Top Picks: The Music Memos app, PBS’s 'Loretta Lynn: Still a Mountain Girl,' and more
Physicists Umberto Cannella and Daniel Whiteson's animated video explains how gravitational waves work, Wynonna Judd's album 'Wynonna & the Big Noise' sounds more like Bonnie Raitt or the Allman Brothers Band than anything on country radio, and more top picks.
Soul of Wynonna
Sounding more like Bonnie Raitt or the Allman Brothers Band than anything on country radio, multi-platinum star Wynonna Judd returns with Wynonna & the Big Noise, her first album in seven years. Bringing her band into the studio for a more live feel, she teams up with red-hot contemporary stars for songwriting and singing duets on tunes such as the funky “Ain’t No Thing” (featuring Susan Tedeschi from the Tedeschi Trucks Band) and the touching, soul-bearing “Things That I Lean On” (featuring Grammy winner Jason Isbell).

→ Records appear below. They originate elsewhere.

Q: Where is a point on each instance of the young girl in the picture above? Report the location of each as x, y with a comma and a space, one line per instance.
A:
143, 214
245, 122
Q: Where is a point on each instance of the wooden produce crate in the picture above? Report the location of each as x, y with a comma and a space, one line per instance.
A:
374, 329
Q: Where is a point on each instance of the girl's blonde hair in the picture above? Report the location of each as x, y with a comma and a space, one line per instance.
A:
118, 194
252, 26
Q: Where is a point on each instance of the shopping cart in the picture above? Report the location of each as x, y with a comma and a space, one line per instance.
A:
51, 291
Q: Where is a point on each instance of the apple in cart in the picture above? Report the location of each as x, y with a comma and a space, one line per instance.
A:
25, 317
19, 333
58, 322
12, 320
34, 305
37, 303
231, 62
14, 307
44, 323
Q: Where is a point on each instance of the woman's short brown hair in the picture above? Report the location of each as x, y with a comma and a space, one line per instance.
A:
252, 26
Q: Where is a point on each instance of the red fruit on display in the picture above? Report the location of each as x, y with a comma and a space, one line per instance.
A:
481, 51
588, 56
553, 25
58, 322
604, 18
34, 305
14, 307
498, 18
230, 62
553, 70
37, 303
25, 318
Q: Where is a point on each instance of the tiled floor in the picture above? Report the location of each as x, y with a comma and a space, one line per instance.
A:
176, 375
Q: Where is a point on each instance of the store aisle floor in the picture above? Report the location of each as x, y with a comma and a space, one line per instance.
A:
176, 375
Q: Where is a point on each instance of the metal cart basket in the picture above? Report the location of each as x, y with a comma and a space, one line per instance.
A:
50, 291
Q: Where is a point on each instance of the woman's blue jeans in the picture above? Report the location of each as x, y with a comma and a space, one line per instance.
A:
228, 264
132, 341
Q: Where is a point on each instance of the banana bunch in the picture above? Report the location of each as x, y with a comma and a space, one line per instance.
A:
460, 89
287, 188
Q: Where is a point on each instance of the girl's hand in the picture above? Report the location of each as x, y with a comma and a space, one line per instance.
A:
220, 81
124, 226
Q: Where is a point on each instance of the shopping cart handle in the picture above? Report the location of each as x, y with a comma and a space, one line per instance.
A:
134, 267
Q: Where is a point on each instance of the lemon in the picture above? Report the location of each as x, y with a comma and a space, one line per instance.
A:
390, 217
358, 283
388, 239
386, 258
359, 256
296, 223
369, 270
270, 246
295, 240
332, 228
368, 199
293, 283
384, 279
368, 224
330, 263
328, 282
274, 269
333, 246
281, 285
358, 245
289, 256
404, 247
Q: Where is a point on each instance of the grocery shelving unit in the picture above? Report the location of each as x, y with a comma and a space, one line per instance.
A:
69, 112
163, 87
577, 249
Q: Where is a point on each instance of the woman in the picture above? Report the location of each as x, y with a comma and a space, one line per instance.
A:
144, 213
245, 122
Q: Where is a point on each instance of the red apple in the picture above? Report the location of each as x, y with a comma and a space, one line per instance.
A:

When musical inspiration strikes, tunesmiths – amateurs and pros alike – have been singing or strumming song ideas into voice memo apps on their smartphones for years. Apple took note and created the free Music Memos for iPhone that not only allows for HD recording and cataloging, but can also add pro quality drums and bass to your guitar strum or piano melody. It’s just like being in a band. The next big smash may be being hummed into an iPhone at this very moment.
Ripple in time
If you need visual help in understanding how gravitational waves work (see Briefing, page 17) here’s a good start: Physicists Umberto Cannella and Daniel Whiteson have created an animated video to show how massive objects in space (like black holes) can cause ripples in the fabric of space and time. Check it out at http://bit.ly/GravityRipples.
Musician Loretta Lynn is often called one of the most important figures in country music. Now a new program, PBS’s Loretta Lynn: Still a Mountain Girl, examines the life of the singer as part of its “American Masters” series. It looks at her youth but also focuses on her career now, including showing Lynn working on her new album, “Full Circle.” The documentary premières March 4 at 9 p.m.
Many know the history of the space program in the United States, but who helped those men and woman reach the stars? The new PBS program Space Men looks at those who worked to figure out whether space travel was possible, including those who studied how it would affect people, such as Army doctor John Paul Stapp, and those who actually participated in experiments, such as pilot Joseph Kittinger. “Space Men” airs March 1 at 9 p.m.